Однако, в этот момент Гарсия изловчился и ударил офицера ногой в пах. Тот отлетел к оружейному порту и, чтобы удержаться, схватил некстати здесь оказавшегося отца Бонифация за стихарь.

– Помогите! – что было мочи заверещал монах. Подхватив валявшуюся на палубе шпагу, Гарсия рубанул ею по руке офицера. Отрубленная кисть упала на доски, а офицер рухнул, перевалившись через борт в воду.

Стеная и причитая, отец Бонифаций упал на палубу и принялся отползать в сторону на четвереньках. Добравшись до ближайшей груды канатов, он забрался в нее с головой.

Хотя несколько офицеров, сражавшихся на подступах к верхней палубе, были ранены или убиты, взбунтовавшиеся матросы никак не могли добраться до капитанского мостика. Вначале дорогу им преграждали солдаты полуроты морских гвардейцев, попеременно стрелявшие из мушкетов, а тех, кто пытался взобраться на капитанский мостик сбоку, офицеры кололи шпагами, сбрасывая вниз.

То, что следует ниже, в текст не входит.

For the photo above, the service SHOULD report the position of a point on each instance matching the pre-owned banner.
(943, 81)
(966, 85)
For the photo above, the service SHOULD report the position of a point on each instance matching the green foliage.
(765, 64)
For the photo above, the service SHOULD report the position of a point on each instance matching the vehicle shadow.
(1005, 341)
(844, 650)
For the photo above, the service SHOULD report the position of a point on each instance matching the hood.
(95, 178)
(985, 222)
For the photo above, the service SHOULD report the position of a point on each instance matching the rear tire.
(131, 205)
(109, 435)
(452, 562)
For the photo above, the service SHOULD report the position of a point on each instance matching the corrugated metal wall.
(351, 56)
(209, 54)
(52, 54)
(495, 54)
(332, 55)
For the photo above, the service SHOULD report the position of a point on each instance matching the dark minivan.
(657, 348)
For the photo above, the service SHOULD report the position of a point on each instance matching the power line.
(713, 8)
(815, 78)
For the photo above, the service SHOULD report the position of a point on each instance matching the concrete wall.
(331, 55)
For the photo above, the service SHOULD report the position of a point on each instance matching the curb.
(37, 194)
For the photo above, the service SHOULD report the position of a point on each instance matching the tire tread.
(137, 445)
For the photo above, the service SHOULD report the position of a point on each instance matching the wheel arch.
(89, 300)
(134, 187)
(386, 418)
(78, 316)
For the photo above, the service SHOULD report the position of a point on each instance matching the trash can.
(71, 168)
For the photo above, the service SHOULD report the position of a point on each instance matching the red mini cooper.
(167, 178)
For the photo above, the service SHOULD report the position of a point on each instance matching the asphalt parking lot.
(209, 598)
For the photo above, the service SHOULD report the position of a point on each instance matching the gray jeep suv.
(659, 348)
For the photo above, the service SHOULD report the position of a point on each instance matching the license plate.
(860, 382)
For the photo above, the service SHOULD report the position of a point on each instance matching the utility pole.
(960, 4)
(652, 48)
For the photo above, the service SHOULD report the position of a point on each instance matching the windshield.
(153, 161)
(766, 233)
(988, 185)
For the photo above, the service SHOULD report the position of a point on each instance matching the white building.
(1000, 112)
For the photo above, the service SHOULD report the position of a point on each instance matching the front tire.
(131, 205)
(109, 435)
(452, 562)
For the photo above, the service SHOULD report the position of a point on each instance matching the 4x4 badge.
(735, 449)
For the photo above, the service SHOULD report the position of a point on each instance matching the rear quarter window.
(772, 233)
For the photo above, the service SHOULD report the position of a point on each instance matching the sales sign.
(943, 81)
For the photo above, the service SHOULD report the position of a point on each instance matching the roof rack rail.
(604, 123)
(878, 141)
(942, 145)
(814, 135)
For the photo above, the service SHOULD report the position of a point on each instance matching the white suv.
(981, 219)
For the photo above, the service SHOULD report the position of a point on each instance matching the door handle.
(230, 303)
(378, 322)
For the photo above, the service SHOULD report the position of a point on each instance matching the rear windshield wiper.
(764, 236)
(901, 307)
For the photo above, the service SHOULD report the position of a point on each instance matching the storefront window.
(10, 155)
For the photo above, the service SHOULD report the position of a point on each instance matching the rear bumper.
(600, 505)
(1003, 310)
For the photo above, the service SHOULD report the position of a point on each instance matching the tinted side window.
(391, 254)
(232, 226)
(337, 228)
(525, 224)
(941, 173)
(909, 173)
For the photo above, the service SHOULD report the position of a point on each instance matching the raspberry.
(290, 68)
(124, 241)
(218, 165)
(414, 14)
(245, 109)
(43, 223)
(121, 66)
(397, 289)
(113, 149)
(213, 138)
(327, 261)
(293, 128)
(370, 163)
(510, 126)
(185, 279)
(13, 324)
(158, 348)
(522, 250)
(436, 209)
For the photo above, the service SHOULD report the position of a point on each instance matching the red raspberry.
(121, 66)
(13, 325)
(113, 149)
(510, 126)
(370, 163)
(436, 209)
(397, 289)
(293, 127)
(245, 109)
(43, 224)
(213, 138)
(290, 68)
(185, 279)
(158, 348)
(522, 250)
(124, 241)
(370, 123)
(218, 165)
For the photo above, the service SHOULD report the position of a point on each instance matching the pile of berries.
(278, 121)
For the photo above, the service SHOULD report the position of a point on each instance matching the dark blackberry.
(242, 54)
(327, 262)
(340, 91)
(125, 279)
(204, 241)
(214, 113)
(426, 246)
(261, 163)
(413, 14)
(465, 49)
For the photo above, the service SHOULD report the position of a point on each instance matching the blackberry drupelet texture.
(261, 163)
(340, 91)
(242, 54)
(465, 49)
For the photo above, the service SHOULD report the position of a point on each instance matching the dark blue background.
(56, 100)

Грохот оружейных выстрелов, звон шпаг и кинжалов, стук сыплющихся ядер, топот и крики, стоны и вопли, предсмертный хрип и скрип мачт – все это перемешалось в одну ужасающую музыку боя.

Лягушонок в драке где-то потерял свой кинжал. Когда на него со шпагой бросился офицер, Лягушонок принялся отбиваться валявшейся под ногами шваброй. Ему удалось изловчиться и выбить оружие из рук противника, который позорно ретировался.

Когда началась стрельба, капитан Рэд предусмотрительно укрылся за высоким изгибом правого борта. Так мог поступить только настоящий бывалый флибустьер. Выглянув из своего укрытия, он увидел дравшегося неподалеку юношу.

– Лягушонок! – закричал капитан Рэд.– Сюда! Тот подбежал к борту. Одноногий пират вытащил из кармана камзола связку ключей.

– Беги вниз, в арсенал. Открывай дверь. Тащи оружие. Шпагами кирасы гвардейцев не возьмешь.

Лягушонок схватил ключи и тут же бросился вниз к трюмам, где хранилось оружие и порох. Когда стрельба утихла, капитан Рэд стал пробираться вдоль борта к корме. Дорогу ему преградил размахивающий саблей надсмотрщик.